Friday, October 11, 2013: 5:50 PM
Sibabrata Das, Ph.D. , SPR, International Monetary Fund and University of Sussex, Washington, DC
Partha Ray, Ph. D. , Indian Institute of Management, Kolkata, India
Global imbalance, in the sense of persistent and large current account imbalance has emerged as a key responsible factor behind the global financial crisis since 2007 (Bernanke, 2009; Chinn, 2011). As the current account balance can be interpreted as the savings and investment balance of an economy via the national accounts identity, the phenomenon is often linked to “savings glut” of a few Asian and Middle East and North African nations.

The broad stylized facts have emerged as follows. While on the whole European countries are on balance, the huge deficit of the United States seemed to have been financed by massive current account surpluses of a few countries in the developing Asia and the oil producing economies. The genesis of current account surplus between these two sorts of countries is, however, different. While the surplus of the oil producing countries is essentially linked to budgetary surplus on account of oil, the causes of surplus behind the high saving in Asian economies could be more organically connected. Is not it consistent with the observed phenomenon of Lucas paradox whereby capital moves uphill from the poor to the richer countries (Lucas, 1990)? This present paper in this context looks into the role played by developing Asian countries and examines the saving behavior of a few developing Asian economies.

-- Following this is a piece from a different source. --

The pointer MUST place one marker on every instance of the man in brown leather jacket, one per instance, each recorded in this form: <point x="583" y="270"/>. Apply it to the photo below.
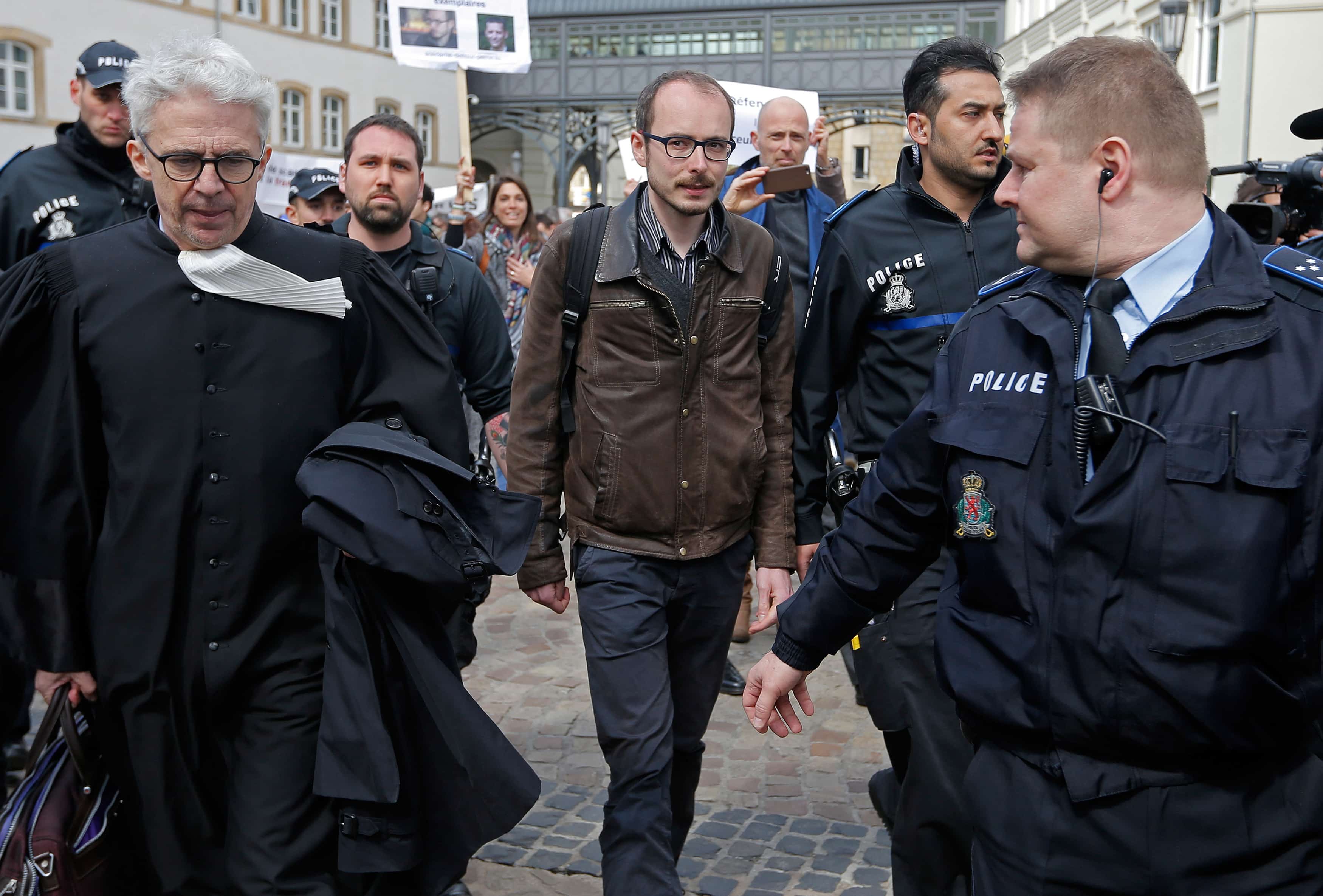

We confine our attention to five countries in Developing Asia (viz., China, Indonesia, Malaysia, the Philippines, and Thailand). On a consistent basis these five countries have experienced current account surplus.  While we concentrate on the twenty-one year period 1990-2011 to begin with, we consider a smaller time period of 1998 – 2011 so as to focus on the post-Asian crisis period.

After discerning the stylized facts on savings, investment and current account surplus of these five countries, we concentrate on their saving behavior. We take an eclectic view of savings and take usual determinants like old age dependency ratio, per capita income, terms of trade, degree of financialization, and remittances as factors influencing saving behavior.

While adopting the dynamic panel data model, we use Arellano-Bond GMM estimation technique, which yields both consistent and unbiased estimators.

The results are expected to throw light on whether traditional factors could explain the high saving behavior of developing Asia. The outcome is expected to delve into the causes and nature of "savings glut" as a cause of global imbalance.